Radiofrequency current application was performed in sites with presystolic activity varying from 30ms to 220ms. Presystolic activity of ventricular electrograms in the sites of unsuccessful RF ablation was significantly greater than in the sites of success. Regarding the characteristics of the electrograms, all successful RF ablation sites showed continuous electrical activity (fig. 1) or mid-diastolic potentials (fig. 2A) or fractionated electrograms with presystolic activity (fig. 3A). Duration of electrograms in the successful (158ms) and unsuccessful (155ms) sites showed no statistically significant difference. In the same way, the amplitude of the electrograms in successful (0.40mV) and unsuccessful (0.51mV) sites showed no significant difference.
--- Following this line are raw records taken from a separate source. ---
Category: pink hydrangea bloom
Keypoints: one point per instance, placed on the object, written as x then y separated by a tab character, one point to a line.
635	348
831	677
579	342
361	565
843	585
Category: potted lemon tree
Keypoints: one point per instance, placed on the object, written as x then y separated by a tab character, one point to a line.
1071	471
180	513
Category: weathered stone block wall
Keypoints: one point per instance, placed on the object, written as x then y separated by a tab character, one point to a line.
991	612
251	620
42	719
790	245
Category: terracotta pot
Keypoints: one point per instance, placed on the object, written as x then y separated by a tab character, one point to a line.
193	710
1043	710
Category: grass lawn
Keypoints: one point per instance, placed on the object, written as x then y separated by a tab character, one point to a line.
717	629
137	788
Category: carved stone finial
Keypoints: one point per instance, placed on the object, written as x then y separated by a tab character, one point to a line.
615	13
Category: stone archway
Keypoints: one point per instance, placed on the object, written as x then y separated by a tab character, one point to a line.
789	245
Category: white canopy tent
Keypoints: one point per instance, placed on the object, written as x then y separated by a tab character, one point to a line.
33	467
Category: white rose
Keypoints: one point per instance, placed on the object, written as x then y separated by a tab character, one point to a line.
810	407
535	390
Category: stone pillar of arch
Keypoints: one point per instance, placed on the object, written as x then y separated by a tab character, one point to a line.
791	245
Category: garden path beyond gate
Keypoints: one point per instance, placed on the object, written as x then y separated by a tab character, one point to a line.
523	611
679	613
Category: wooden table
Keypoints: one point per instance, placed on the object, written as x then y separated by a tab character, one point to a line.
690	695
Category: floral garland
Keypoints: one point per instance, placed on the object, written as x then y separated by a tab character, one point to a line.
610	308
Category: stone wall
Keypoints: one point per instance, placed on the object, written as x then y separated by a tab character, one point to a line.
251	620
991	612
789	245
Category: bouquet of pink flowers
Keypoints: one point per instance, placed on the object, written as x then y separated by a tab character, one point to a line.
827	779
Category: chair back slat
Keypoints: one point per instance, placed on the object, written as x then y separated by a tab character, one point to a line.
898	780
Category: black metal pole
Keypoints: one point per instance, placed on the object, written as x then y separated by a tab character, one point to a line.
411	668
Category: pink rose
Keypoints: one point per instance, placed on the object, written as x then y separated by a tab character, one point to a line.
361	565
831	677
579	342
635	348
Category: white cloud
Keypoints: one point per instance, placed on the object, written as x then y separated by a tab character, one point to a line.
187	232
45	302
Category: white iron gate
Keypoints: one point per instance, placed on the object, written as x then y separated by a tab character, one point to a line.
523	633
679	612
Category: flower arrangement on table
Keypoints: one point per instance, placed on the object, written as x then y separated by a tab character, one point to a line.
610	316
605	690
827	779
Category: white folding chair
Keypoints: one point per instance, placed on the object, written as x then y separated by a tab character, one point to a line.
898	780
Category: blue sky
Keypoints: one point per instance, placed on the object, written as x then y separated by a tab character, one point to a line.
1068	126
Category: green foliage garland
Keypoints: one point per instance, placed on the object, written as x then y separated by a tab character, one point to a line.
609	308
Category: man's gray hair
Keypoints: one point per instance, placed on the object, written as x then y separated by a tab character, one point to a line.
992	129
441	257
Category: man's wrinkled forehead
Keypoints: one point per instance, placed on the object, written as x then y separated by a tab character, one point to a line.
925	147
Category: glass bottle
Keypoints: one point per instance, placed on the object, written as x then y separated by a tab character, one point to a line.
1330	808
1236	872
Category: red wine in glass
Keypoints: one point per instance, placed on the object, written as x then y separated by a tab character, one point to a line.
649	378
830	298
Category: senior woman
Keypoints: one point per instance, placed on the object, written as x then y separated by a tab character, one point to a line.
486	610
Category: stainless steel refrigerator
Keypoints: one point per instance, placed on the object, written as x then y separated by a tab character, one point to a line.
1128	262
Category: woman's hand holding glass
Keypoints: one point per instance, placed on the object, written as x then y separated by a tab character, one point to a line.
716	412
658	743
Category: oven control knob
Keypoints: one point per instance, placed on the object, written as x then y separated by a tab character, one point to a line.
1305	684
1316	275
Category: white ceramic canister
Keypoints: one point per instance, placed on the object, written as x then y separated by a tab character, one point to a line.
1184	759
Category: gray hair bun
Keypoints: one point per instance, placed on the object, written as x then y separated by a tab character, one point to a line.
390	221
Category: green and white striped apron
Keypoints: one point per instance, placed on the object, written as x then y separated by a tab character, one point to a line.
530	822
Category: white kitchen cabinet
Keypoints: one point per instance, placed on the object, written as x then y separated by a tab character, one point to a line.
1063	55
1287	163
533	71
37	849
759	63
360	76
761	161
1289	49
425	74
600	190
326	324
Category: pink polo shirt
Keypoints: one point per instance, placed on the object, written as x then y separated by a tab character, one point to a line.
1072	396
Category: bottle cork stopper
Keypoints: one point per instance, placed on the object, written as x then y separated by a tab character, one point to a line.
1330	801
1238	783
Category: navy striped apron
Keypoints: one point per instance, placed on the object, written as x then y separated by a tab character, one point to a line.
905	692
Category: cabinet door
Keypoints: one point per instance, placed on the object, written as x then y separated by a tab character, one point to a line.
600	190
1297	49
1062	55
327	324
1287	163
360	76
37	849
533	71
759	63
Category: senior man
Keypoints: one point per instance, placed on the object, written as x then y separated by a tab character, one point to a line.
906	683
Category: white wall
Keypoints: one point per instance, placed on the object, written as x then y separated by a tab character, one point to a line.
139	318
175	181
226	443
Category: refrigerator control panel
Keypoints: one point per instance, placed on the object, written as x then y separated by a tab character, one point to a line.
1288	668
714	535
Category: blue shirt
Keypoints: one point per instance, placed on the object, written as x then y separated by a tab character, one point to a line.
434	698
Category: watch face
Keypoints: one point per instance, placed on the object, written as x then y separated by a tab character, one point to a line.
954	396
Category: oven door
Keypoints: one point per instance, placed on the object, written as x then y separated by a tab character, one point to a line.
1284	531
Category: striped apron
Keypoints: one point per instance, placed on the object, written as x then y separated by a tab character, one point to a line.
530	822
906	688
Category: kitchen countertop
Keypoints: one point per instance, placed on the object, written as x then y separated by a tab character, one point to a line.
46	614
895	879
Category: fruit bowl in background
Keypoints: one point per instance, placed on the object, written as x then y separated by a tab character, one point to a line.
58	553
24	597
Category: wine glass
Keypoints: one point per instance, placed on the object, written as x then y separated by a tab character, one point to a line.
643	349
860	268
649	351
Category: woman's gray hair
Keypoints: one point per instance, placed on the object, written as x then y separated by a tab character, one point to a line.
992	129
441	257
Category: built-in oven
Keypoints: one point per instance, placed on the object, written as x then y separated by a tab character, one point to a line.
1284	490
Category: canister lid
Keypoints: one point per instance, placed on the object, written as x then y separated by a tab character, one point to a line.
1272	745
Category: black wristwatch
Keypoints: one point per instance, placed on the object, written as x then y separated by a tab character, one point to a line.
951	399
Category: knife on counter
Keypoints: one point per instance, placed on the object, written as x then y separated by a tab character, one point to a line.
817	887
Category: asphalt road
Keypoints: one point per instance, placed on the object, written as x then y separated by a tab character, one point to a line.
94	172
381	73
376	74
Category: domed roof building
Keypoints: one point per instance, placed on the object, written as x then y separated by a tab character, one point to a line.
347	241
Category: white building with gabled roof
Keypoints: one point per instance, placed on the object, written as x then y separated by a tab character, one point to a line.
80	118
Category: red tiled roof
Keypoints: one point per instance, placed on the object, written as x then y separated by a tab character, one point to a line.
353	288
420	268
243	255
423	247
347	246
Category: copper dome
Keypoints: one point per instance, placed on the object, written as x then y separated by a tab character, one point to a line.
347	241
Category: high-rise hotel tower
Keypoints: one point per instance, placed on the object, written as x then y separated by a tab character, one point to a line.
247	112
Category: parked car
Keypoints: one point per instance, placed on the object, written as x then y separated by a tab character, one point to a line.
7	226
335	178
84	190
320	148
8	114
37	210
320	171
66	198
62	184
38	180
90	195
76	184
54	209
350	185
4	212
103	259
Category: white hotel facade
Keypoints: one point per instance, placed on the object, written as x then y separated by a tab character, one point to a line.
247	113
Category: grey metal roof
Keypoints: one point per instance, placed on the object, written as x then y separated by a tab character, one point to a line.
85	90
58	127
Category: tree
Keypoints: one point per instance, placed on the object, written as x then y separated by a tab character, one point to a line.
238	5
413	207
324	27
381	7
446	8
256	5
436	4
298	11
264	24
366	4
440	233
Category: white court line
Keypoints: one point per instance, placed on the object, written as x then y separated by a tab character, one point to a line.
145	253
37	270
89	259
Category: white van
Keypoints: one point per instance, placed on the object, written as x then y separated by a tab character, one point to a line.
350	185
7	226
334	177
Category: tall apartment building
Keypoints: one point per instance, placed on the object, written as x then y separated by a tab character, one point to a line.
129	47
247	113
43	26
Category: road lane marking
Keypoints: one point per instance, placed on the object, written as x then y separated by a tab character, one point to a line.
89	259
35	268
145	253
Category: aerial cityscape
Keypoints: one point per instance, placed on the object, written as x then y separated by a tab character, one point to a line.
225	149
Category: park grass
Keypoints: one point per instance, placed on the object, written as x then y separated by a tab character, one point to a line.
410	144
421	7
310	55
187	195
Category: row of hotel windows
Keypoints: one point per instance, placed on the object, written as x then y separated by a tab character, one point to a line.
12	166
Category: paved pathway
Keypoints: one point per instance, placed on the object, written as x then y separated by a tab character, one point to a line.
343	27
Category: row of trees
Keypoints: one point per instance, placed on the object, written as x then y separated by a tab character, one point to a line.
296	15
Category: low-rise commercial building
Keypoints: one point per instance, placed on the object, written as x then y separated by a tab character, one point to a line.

Entrainment of all mapped SVTs was achieved, confirming the reentry mechanism. In 14 of the 17 sites (82%), it was possible to show the participation of the fractionated mid-diastolic or presystolic electrical potentials, which were recorded from endocardium with the tachycardia circuit through the following electrophysiological mapping parameters: concealed entrainment with return cycle approximately equal to the SVT cycle-length and stimulus to QRS interval similar to the presystolic activity (fig. 2B, 3B and 4).


Localization of the reentrant circuit was confirmed in 12 sites of SVT (70.5%) by its termination at the first 15s of RF current application (fig. 5) and in two other sites by transitory slowness of the tachycardia during the release of energy (fig. 6). Most of the sites were located at the inferoposterior dorsal (site 8) and lateral (sites 7 and 10) wall. The characteristics of SVT and of its site of origin are described in table II.



Entrainment was performed at 64 of the 174 sites of RF application. A significant association between concealed entrainment and the success of RF ablation was observed, with 53.5% of success of the 28 sites where this parameter was obtained versus 5.5% of success of the 36 sites of entrainment with fusion (tab. III). A significant association of the return cycle length to the tachycardia cycle with the success of RF ablation was also observed, with 35.7% of success of 42 sites where this parameter was obtained versus 9.0% of success of the 22 sites where the return cycle was more than 20ms greater than the tachycardia cycle length (tab. IV). However, in the sites where concealed entrainment was achieved, the rate of success of the sites with return cycle similar to the SVT cycle was not significantly different from that at the sites with a return cycle more than 20ms greater than the tachycardia cycle (53.8% versus 50.0%). This rate was similar to that achieved when the overall rate of success of the sites was analyzed with concealed entrainment (53.5%), i.e., regardless of the analysis of the return cycle (tab. V). No association between stimulus to QRS complex interval similar to the presystolic activity and the success of the RF ablation was observed either isolated or associated with concealed entrainment achievement.

From the three tachycardias in which it was not possible to reverse or change the cycle during endocardial RF application, two had left bundle-branch block (LBB) morphology (66.6%). On the other hand, from the 14 SVTs with right bundle-branch block (RBB) morphology (7.2%), it was not possible in only one to reach the circuit through RF. There was a nonsignificant trend in tachycardia circuits with LBB morphology to be less accessible to the lesion produced by endocardial RF current application than those with RBB morphology.

Discussion

Population studied – In order to map an SVT, it needs to be hemodynamically stable. In this study, only the patients with recurrent SVT using antiarrhythmic drugs were mapped. In the group without clinical recurrence under medicamentous therapeutics, it was only possible to induct, by programmed ventricular stimulation, fast tachycardia with major hemodynamic repercussion.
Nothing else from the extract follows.